Radon is the highest in the southern and the western parts of Iowa.

==Paleontology==

===Devonian Fossil Gorge===
Floods in 1993 washed away all the soil and unconsolidated bedrock along the spillway of the Coralville Lake Dam in Johnson County, exposing a rich collection of Devonian-age fossils from species such as ancient Hexagonaria corals. This area has been transformed into a visitors' center, where hikers can tour the bedrock. Unfortunately, looters have illegally removed many of the better fossils. The June 2008 floods expanded the fossil bed floor, and removed some of the weathered overburden.

===Dinosaurs===
Jurassic and Cretaceous bedrock in western Iowa have potential to contain dinosaur remains, and in nearby parts of Nebraska Hadrosaurid (“duck-billed”) ornithopod dinosaur remains have been recovered in Cretaceous bedrock similar to that of Iowa.
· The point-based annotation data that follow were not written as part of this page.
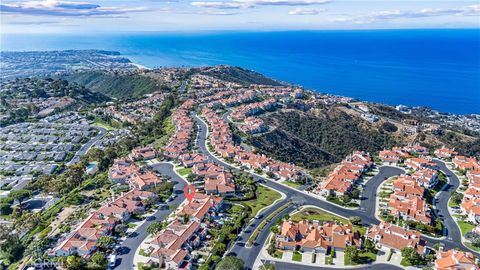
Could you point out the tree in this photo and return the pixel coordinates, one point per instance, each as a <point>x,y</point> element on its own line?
<point>105,241</point>
<point>274,229</point>
<point>97,262</point>
<point>346,199</point>
<point>21,194</point>
<point>351,252</point>
<point>369,245</point>
<point>271,249</point>
<point>230,263</point>
<point>75,262</point>
<point>173,206</point>
<point>267,266</point>
<point>355,220</point>
<point>10,247</point>
<point>155,227</point>
<point>411,257</point>
<point>5,209</point>
<point>356,193</point>
<point>219,248</point>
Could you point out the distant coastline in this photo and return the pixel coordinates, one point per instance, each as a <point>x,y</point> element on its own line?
<point>415,68</point>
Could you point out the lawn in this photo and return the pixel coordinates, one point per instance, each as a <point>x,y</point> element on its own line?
<point>297,256</point>
<point>168,128</point>
<point>311,213</point>
<point>469,245</point>
<point>184,171</point>
<point>265,197</point>
<point>367,256</point>
<point>465,227</point>
<point>452,203</point>
<point>278,254</point>
<point>292,184</point>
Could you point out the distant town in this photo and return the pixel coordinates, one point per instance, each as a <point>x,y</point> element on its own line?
<point>93,181</point>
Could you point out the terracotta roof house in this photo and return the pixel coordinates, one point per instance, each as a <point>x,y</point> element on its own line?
<point>144,180</point>
<point>426,177</point>
<point>471,207</point>
<point>200,206</point>
<point>311,236</point>
<point>445,152</point>
<point>122,170</point>
<point>83,241</point>
<point>144,153</point>
<point>455,260</point>
<point>419,163</point>
<point>466,163</point>
<point>221,184</point>
<point>387,236</point>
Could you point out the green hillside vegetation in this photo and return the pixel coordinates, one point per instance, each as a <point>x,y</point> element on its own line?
<point>315,141</point>
<point>238,75</point>
<point>116,85</point>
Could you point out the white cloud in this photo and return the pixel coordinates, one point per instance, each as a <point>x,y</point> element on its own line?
<point>473,10</point>
<point>237,4</point>
<point>304,11</point>
<point>221,5</point>
<point>65,8</point>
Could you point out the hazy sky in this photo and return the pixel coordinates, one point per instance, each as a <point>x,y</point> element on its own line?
<point>90,16</point>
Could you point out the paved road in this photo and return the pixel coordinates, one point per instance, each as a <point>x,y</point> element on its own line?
<point>130,245</point>
<point>369,193</point>
<point>367,211</point>
<point>84,149</point>
<point>249,255</point>
<point>293,266</point>
<point>183,86</point>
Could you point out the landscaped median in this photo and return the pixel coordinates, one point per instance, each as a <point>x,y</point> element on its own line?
<point>262,225</point>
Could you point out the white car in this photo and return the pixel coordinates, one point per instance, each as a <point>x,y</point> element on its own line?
<point>113,260</point>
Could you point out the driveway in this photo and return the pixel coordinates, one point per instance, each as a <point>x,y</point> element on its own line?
<point>130,245</point>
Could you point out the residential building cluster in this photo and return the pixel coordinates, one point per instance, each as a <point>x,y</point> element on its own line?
<point>30,149</point>
<point>344,177</point>
<point>214,178</point>
<point>253,125</point>
<point>407,200</point>
<point>455,259</point>
<point>135,111</point>
<point>222,143</point>
<point>21,63</point>
<point>172,247</point>
<point>84,239</point>
<point>180,141</point>
<point>317,237</point>
<point>388,236</point>
<point>243,111</point>
<point>125,171</point>
<point>470,204</point>
<point>200,81</point>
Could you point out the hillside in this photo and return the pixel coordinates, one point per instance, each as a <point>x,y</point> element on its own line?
<point>115,85</point>
<point>237,75</point>
<point>324,136</point>
<point>318,140</point>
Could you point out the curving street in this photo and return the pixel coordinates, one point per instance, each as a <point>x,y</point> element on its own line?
<point>84,149</point>
<point>366,211</point>
<point>132,242</point>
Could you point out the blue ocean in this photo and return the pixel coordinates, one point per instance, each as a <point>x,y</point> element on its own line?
<point>435,68</point>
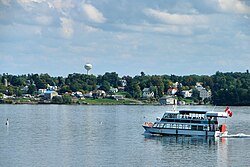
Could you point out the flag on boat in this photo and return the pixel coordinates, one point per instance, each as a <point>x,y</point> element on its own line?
<point>229,112</point>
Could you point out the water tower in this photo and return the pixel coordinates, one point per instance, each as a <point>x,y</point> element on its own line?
<point>88,67</point>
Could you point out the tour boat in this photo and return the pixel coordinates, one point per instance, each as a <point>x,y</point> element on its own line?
<point>190,123</point>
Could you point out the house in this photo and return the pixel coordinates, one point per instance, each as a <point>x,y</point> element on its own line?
<point>205,93</point>
<point>147,93</point>
<point>77,94</point>
<point>168,100</point>
<point>48,95</point>
<point>88,95</point>
<point>172,91</point>
<point>113,90</point>
<point>199,86</point>
<point>41,91</point>
<point>99,94</point>
<point>123,82</point>
<point>186,93</point>
<point>118,97</point>
<point>52,87</point>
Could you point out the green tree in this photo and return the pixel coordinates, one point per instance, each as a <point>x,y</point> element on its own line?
<point>67,99</point>
<point>57,100</point>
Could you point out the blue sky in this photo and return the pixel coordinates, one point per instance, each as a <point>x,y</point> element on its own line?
<point>180,37</point>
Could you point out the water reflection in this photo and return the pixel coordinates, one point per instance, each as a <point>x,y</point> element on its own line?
<point>191,140</point>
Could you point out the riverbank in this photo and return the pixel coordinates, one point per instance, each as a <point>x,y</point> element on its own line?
<point>102,101</point>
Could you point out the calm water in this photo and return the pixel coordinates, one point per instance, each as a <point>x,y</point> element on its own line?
<point>60,135</point>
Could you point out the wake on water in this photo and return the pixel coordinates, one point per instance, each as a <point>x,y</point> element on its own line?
<point>239,135</point>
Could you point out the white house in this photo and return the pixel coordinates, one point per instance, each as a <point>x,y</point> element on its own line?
<point>48,95</point>
<point>205,93</point>
<point>168,100</point>
<point>113,90</point>
<point>198,86</point>
<point>123,82</point>
<point>172,91</point>
<point>186,93</point>
<point>147,93</point>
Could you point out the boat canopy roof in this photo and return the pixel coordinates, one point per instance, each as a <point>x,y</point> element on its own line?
<point>192,111</point>
<point>216,114</point>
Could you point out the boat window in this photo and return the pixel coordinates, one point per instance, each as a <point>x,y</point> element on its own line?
<point>170,116</point>
<point>174,126</point>
<point>186,126</point>
<point>161,125</point>
<point>200,127</point>
<point>194,127</point>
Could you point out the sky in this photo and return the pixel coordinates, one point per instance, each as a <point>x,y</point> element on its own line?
<point>157,37</point>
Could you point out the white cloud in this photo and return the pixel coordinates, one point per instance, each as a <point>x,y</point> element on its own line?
<point>87,28</point>
<point>93,13</point>
<point>178,19</point>
<point>28,5</point>
<point>234,6</point>
<point>63,6</point>
<point>67,27</point>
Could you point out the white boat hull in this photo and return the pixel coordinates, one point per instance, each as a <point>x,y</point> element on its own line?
<point>163,131</point>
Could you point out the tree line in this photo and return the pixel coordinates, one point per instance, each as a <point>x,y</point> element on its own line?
<point>231,88</point>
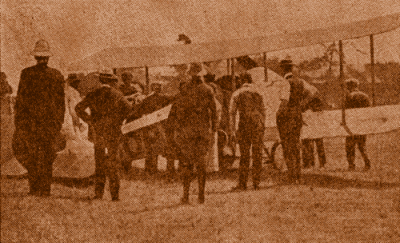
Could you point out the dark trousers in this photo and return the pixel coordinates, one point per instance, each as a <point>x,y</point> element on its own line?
<point>40,164</point>
<point>107,165</point>
<point>351,142</point>
<point>308,152</point>
<point>193,150</point>
<point>250,139</point>
<point>289,124</point>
The deep loess that covers much of western Iowa typically conceals the bedrock, limiting opportunities to finding dinosaurs to mining and quarrying operations.

===Paleofauna===
Archaeological and paleontological sites in Iowa have produced an extensive collection of Pleistocene and Holocene animals; these have been used to reconstruct past environmental conditions in the Midwest. Some of the earliest paleoclimatic reconstructions of the midcontinent were made from Iowa collections, such as the Cherokee Sewer Site.

A Pleistocene giant sloth is under excavation along West Tarkio Creek near Shenandoah, Iowa. Three individuals of Megalonyx jeffersonii, or Jefferson's Ground Sloth, have been identified so far, including one adult and two juveniles of different ages.

==Notable Iowa geologists==
Samuel Calvin (1840–1911) was Iowa's first systematic geologist, who helped to make the first bedrock and landform maps of Iowa, as well as lead geological research throughout the state. Calvin Hall at the University of Iowa is named for him. Clair Cameron Patterson (1922–1995) developed the lead-lead dating and calculated an age for the Earth of 4.55 billion years; a figure far more accurate than those that existed at the time and one that has remained unchanged for over 50 years. Charles Rollin Keyes was also an early Iowa geologist who helped map the soils and bedrock of southeast Iowa; he, with Calvin, was a founder of the Iowa Geological Survey.